On Mon, 2003-12-01 at 08:13, Karsten M. Self wrote:
> on Sun, Nov 30, 2003 at 11:01:35PM +0100, John Smith (firstname.lastname@example.org) wrote:
> > Hi All,
> > checked google, asked this before on irc, didn't get a
> > usable answer (can't find any use of /etc/login.defs).
> > What is the rationale behind the PATH environment variable?
> > Running woody I get
> > /usr/local/bin:/usr/bin:/bin:/usr/bin/X11:/usr/games
> > as a normal user. As root I get
> > /usr/local/sbin:/usr/local/bin:/usr/sbin:/usr/bin:/sbin:/bin:
> > /usr/bin/X11
> > Thinking security I would expect them the other way around.
> Then change it.
> If you're not allowing world write to /usr/local/(s)bin, you should be
> OK. The usual justification is that your locally defined commands
> superscede system commands.
thanks for your remarks, they answer most of my questions,
as did a thorough grep session on debian-policy, (thanks Paul).

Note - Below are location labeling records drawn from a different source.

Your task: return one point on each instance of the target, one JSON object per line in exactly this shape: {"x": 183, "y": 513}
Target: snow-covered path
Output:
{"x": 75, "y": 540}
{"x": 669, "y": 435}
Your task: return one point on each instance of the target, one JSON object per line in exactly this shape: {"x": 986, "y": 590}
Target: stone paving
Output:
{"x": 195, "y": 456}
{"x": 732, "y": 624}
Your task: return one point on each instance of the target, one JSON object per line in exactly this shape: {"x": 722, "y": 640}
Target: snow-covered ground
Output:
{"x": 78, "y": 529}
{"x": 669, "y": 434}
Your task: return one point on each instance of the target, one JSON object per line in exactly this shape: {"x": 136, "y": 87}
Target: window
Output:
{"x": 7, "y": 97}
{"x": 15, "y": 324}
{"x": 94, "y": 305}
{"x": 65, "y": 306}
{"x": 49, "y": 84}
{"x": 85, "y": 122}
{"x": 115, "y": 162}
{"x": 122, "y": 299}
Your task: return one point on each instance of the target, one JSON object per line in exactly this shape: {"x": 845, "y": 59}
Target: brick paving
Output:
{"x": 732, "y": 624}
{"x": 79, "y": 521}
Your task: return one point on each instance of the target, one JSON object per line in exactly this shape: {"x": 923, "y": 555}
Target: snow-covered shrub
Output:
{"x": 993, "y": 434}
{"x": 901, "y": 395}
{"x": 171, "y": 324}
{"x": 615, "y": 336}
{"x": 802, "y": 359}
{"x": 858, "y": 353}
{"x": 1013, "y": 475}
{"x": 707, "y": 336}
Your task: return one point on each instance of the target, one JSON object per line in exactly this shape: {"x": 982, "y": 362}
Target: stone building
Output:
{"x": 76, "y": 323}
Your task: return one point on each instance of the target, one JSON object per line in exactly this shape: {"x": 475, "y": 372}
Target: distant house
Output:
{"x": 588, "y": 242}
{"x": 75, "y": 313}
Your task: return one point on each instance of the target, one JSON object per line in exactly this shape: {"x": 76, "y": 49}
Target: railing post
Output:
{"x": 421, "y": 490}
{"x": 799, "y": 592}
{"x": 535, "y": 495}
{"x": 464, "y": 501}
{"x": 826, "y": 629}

What
I'm bothered with is that convenience takes precedence over security
in this case. The example of an [evil/compromised] application
manager with write access to one of the /local directories, who
inserts a trojan named passwd is probably obvious to all. <Asbestos>
Two other os-es that I'm thoroughly familiar with, Netware and
Windows, insert for this exact reason the system paths before the
local paths. </Asbestos>
Karstens remark that I'm allowed to change this, brings the
obvious question: does this break things? So if I change the default
paths to /sbin:/bin:/usr/sbin:/usr/bin:/usr/local/sbin:/usr/local/bin
and /bin:/usr/bin:/usr/local/bin, will this prevent things from
Last extra question: does /etc/login.defs work or not?